Feudal Japanese tradition used in martial arts

Chiburui (血振るい), also called chiburi, is the process by which one symbolically removes blood from a sword blade. The term chiburui can thus be translated as "shaking off the blood". In the Japanese martial art of iaidō, this is done before nōtō or placing the blade back into the scabbard (known as saya).

==In popular culture==
In films set in feudal Japan, such as Zatoichi, chiburi is usually performed by swordsmen after the killing of an opponent. However, chiburi is incorrectly portrayed as a simple swipe that completely removes all of the blood. In reality, the sword needs to be thoroughly wiped with a cloth as there would still be enough blood on the blade to cause rusting.

The chiburui is also present in the Rise of the Ronin in which it is used during fights to regain stamina and after battles against powerful opponents (or after clearing enemy camps). During battle, it is shown as a simple Zatoichi-like swipe, but after battle, it is used more correctly, with the protagonist using a cloth or their sleeve to clean their blades.

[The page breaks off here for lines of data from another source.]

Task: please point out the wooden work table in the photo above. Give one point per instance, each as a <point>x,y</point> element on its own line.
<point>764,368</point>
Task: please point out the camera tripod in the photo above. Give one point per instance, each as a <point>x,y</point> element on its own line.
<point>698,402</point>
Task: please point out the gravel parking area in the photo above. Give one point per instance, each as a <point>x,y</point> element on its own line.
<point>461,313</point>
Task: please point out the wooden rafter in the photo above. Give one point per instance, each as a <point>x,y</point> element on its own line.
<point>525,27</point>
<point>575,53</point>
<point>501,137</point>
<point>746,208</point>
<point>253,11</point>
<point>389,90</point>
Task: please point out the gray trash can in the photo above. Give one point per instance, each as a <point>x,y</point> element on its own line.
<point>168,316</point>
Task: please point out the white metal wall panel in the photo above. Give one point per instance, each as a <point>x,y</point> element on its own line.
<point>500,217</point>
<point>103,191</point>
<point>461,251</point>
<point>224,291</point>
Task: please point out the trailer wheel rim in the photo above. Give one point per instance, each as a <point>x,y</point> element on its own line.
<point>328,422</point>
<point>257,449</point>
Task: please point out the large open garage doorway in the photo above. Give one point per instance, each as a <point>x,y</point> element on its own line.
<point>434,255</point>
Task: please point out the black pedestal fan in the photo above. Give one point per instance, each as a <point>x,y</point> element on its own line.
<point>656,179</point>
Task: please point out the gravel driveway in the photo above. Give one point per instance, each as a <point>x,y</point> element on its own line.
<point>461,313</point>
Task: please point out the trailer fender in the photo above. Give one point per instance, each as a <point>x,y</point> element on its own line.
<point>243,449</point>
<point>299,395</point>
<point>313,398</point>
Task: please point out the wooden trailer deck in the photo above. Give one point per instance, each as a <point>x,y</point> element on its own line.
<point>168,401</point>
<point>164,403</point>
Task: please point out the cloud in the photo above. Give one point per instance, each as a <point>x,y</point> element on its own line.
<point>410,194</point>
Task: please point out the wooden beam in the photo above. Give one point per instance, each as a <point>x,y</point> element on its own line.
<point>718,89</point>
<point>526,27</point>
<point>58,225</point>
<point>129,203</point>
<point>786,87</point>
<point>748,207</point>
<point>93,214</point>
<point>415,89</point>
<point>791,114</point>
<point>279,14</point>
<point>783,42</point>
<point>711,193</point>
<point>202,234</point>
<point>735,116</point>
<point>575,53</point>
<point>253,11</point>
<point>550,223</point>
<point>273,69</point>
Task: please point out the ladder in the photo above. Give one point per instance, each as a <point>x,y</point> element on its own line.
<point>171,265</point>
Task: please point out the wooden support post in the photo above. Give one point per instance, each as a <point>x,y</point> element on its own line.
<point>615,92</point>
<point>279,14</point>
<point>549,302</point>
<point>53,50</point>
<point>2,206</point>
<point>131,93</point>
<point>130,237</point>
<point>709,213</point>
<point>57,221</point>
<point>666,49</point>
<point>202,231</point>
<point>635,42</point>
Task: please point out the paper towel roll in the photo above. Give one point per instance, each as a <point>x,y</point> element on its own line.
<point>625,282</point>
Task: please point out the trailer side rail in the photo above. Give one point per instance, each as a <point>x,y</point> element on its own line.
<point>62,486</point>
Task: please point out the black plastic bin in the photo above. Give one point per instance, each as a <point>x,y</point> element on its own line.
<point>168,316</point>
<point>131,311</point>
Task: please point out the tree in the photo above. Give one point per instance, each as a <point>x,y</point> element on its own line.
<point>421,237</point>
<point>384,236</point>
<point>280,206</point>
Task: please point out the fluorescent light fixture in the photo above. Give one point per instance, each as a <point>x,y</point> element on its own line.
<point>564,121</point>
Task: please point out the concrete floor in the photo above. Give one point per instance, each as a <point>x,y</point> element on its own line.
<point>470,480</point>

Atsu also uses both types of Chiburui in the video game Ghost of Yotei, usually when the player manually sheathes her weapons after a fight, although she also does so automatically after completing a mission or killing an important target. She only use the "true" version of the chiburui (using a cloth) during cutscenes after killing one of her main targets.

Ryu Hayabusa also uses it in every *Ninja Gaiden* game since the second installment, but only in its "Zatoichi version." Just like that character, he is seen simply "shaking" his blades once, instantly causing the blood on them to fall to the ground.